Put another way, tax planning means deferring and flat out avoiding taxes by taking advantage of beneficial tax-law provisions, increasing and accelerating tax deductions and tax credits, and generally making maximum use of all applicable breaks available under our beloved Internal Revenue Code.
While the federal income tax rules are now more complicated than ever, the benefits of good tax planning are arguably more valuable than ever before.
Of course, you should not change your financial behavior solely to avoid taxes. Truly effective tax planning strategies are those that permit you to do what you want while reducing tax bills along the way.
How are tax planning and financial planning connected?
Financial planning is the art of implementing strategies that help you reach your financial goals, be they short-term or long-term. That sounds pretty simple. However, if the actual execution was simple, there would be a lot more rich folks.
Tax planning and financial planning are closely linked, because taxes are such a large expense item as you go through life. If you become really successful, taxes will probably be your single biggest expense over the long haul. So planning to reduce taxes is a critically important piece of the overall financial planning process.
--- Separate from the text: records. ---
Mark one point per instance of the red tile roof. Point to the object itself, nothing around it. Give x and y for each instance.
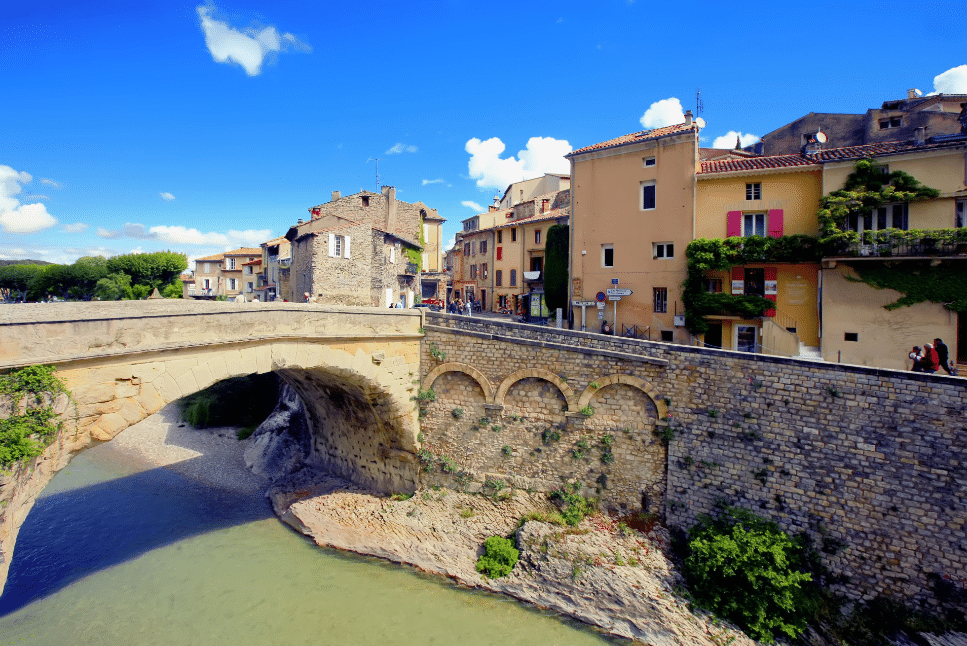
(846, 153)
(756, 163)
(635, 137)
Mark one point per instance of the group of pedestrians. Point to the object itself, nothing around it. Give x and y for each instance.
(932, 357)
(459, 307)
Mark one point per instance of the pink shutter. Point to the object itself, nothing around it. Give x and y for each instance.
(775, 223)
(771, 273)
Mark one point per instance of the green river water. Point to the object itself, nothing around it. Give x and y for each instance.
(117, 553)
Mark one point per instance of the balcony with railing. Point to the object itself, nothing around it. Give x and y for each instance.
(894, 243)
(409, 269)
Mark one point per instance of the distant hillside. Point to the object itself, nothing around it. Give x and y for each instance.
(4, 263)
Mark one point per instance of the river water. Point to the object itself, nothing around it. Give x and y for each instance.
(120, 552)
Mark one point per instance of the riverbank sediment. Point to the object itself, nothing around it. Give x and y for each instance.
(619, 581)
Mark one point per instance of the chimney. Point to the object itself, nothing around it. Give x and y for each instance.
(390, 193)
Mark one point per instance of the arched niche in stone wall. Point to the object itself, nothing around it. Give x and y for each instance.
(535, 373)
(629, 380)
(470, 371)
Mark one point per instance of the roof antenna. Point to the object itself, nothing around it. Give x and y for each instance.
(375, 159)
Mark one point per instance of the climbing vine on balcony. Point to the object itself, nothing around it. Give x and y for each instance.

Over the years as a tax pro, I have been amazed at how many people fail to get the message about tax planning until they commit a grievous blunder that costs them a bundle in otherwise avoidable taxes. Then they finally get it. The trick is to make sure you don’t have to learn this lesson the hard way. To illustrate the point, consider the following example.
Example: Josephine is a 45-year-old unmarried professional person. She considers herself to be financially astute. However, she is not well-versed on taxes. One day, Josephine meets Joe, and they quickly decide to get married. Caught up in the excitement of a whole new life, Josephine impulsively sells her home shortly before the marriage. The property is in a great area and has appreciated by $500,000 since she bought it 15 years ago. She intends to move into Joe’s home, which is a dump, but Josephine is a proven genius at remodeling, and she plans to work her usual magic on Joe’s property.
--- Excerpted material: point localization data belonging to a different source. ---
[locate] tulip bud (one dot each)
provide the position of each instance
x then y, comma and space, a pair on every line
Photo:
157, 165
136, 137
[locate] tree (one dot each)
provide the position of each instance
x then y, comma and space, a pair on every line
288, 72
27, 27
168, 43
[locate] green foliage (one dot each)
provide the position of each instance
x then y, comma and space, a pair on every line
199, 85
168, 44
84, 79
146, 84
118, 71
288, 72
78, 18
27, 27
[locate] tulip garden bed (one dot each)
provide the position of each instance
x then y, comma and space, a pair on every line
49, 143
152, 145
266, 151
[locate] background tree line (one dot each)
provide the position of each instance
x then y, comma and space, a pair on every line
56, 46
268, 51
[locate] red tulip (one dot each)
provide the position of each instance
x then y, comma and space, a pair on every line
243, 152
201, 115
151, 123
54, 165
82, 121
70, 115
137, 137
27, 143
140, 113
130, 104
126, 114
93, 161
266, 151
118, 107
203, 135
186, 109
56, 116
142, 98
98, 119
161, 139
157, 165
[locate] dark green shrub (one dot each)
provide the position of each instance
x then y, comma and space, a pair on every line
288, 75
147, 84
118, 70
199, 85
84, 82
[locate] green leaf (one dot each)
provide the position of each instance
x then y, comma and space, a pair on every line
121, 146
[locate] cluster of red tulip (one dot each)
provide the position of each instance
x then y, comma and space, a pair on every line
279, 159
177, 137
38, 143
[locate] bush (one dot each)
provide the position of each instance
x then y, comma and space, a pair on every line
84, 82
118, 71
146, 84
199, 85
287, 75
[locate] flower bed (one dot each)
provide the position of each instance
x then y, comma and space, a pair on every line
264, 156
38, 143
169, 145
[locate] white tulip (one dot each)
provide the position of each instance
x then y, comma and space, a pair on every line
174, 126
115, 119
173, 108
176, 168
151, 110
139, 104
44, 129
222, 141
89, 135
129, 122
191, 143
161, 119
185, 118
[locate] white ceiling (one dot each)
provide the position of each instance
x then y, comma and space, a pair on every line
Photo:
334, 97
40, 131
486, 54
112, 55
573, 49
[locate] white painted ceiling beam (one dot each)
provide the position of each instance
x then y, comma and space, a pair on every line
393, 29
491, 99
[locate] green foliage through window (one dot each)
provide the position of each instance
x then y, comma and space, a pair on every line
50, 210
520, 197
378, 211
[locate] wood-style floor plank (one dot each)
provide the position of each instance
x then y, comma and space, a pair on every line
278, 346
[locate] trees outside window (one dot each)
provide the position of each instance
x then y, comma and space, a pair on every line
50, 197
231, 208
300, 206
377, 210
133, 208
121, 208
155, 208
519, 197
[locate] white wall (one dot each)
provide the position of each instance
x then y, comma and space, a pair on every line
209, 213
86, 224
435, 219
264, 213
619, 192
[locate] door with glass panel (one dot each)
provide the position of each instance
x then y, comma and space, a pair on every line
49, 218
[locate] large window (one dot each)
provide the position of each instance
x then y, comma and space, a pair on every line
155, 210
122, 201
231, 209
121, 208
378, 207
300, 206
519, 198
Result without tax planning: For federal income tax purposes, Josephine has a whopping $250,000 gain on the sale of her home ($500,000 profit minus the $250,000 home sale gain exclusion allowed to unmarried sellers).
Result with tax planning: If Josephine had instead kept her home and lived there with Joe for two years before selling, she could have taken advantage of the larger $500,000 home sale gain exclusion available to married joint-filers and thereby permanently avoided $250,000 of taxable gain. If necessary, Joe’s home could have been sold instead of Josephine’s. Alternatively, Joe’s property could have been retained, and the couple could have worked on remodeling it while still living in Josephine’s home for the requisite two years.
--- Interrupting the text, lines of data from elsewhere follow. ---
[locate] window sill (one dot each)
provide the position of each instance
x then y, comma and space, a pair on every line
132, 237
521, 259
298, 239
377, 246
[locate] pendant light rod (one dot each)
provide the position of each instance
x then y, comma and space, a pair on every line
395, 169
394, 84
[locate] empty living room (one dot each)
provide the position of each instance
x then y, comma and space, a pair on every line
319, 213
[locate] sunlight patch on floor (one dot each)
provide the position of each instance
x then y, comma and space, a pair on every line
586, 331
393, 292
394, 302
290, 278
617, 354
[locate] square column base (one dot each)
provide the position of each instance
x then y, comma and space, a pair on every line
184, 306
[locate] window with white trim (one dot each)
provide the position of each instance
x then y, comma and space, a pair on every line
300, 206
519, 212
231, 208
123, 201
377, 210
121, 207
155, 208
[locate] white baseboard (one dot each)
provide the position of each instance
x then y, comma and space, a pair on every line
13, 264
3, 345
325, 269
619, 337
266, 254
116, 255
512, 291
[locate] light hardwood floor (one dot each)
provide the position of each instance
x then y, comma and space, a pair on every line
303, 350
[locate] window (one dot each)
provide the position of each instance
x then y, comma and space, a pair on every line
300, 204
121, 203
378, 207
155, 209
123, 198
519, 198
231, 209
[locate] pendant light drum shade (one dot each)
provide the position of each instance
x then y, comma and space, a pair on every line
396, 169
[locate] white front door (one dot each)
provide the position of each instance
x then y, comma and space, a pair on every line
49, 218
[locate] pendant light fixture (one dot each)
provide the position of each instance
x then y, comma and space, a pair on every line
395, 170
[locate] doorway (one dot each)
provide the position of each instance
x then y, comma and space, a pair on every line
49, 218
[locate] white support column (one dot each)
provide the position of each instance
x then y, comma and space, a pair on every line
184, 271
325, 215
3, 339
Moral of the story? By selling her home without considering the tax-smart alternative, Josephine cost herself $62,500 in taxes (completely avoidable $250,000 gain taxed at an assumed combined federal and state rate of 25%). This is a permanent difference, not just a timing difference. The point is, you cannot ignore taxes. If you do, bad things can happen, even with a seemingly intelligent transaction.
The last word
There are many other ways to commit expensive tax blunders. Like selling appreciated securities too soon when hanging on for just a little longer would have resulted in lower-taxed long-term capital gains instead of higher-taxed short-term gains; taking retirement account withdrawals before age 59½ and getting hit with the 10% premature withdrawal penalty tax; or failing to arrange for payments to an ex-spouse to qualify as deductible alimony; the list goes on and on.
The cure is to plan transactions with taxes in mind and avoid making impulsive moves. Seeking professional tax advice before pulling the trigger on significant transactions is usually money well spent.